The bridging of communities in the old and the new world were showcased during the Supercomputing Conference SC05 at Seattle. It was shown that any scientist, accessing TeraGrid from any of the participating sites in the US, or accessing DEISA from any of the DEISA sites in France, Germany or Italy, can directly and transparently create or access collaborative data stored in the now linked grid-wide global file systems of TeraGrid and DEISA with one common file address space. The even more important aspect is that the same is true for applications which, executed at any of the participating sites, transparently access data in the common file address space.
High performance wide-area global file systems as GPFS from IBM open totally new modes of operation within grid infrastructures, especially in supercomputing grids with a fairly limited number of participating sites. A common data repository with fast access, transparently accessible both by applications running anywhere in the grid, and by scientists working at any partner site as entry point to the grid, greatly facilitates cooperative scientific work at the continually increasing geographically distributed scientific communities.

Both DEISA and TeraGrid have begun using the high performance wide-area global file system GPFS from IBM in production mode. For the technology demonstration, the dedicated DEISA and TeraGrid networks were interconnected with the help of specialists from GEANT, Abilene/Internet2, and the national research networks from France, Germany, and Italy (RENATER, DFN, GARR). They established a two continent spanning high performance network between TeraGrid sites at The San Diego Supercomputer Center (SDSC), Chicago, and Indiana, and DEISA sites in several European countries (France, Germany, Italy). Over this dedicated connection, DEISA and TeraGrid global file systems were merged into one common global file system. This network connection between the two infrastructures is expected to become persistent at some time in the future.

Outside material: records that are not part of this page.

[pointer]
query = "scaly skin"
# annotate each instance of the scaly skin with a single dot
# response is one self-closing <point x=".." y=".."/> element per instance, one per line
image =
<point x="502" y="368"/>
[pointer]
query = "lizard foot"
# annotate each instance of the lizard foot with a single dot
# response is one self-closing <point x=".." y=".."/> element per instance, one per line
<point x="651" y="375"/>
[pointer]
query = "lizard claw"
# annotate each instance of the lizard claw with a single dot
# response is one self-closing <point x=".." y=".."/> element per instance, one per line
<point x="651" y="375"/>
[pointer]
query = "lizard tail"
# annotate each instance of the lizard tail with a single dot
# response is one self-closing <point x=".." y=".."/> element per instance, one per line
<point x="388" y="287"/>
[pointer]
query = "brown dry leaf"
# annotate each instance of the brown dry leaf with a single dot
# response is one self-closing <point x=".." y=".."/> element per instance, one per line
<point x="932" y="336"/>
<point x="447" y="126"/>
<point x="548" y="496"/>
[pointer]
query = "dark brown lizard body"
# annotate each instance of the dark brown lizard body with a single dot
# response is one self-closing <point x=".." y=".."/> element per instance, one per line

The demonstration featured the execution of supercomputing applications of various scientific disciplines which were carried out both as TeraGrid and as DEISA applications. Single site applications transparently wrote their results to the intercontinental global file system, ready for transparent further processing from other access grid access points.

Featured applications for the demo included a Protein Structure Prediction and a Cosmological Simulation carried out at SDSC, US (www.sdsc.edu) and a Gyrokinetic Turbulence Simulation and also a Cosmological Simulation carried out at Garching Computing Centre of the Max Planck Society (RZG), Germany (www.rzg.mpg.de).

Sponsored by the National Science Foundation (NSF), the TeraGrid is a partnership of researchers, computational experts, and resource providers that together provide a comprehensive cyberinfrastructure to enable discovery in science and engineering. TeraGrid and its education and mentoring programs connect and broaden scientific communities. NSF established the TeraGrid resources and their integration as part of a Major Research Equipment construction project from 2001 to 2004. In August 2005, NSF extended its support for the TeraGrid a set of awards for operation, user support and enhancement of the TeraGrid facility over the next five years. Eight resource provider partners (Indiana University, National Center for Supercomputing Applications, Oak Ridge National Laboratory, Pittsburgh Supercomputing Center, Purdue University, San Diego Supercomputer Center, Texas Advanced Computing Center, and The University of Chicago / Argonne National Laboratory) were funded along with an award to the University of Chicago to coordinate and integrate TeraGrid via the Grid Infrastructure Group (GIG).

TeraGrid Contact: Scott Lathrop, University of Chicago and Argonne National Laboratory (lathrop@mcs.anl.gov)

DEISA, the Distributed European Infrastructure for Supercomputing Applications, is an EU FP6 Research Infrastructure project. All major European supercomputing centres are jointly deploying and operating a unified supercomputing infrastructure on top of national services. The DEISA Consortium is constituted from eleven partners (BSC, CINECA, CSC, ECMWF, EPCC, FZJ, HLRS, IDRIS, LRZ, RZG and SARA) from seven European countries (Finland, France, Germany, Italy, The Netherlands, Spain and UK). The DEISA project started in 2004 and entered production mode in 2005.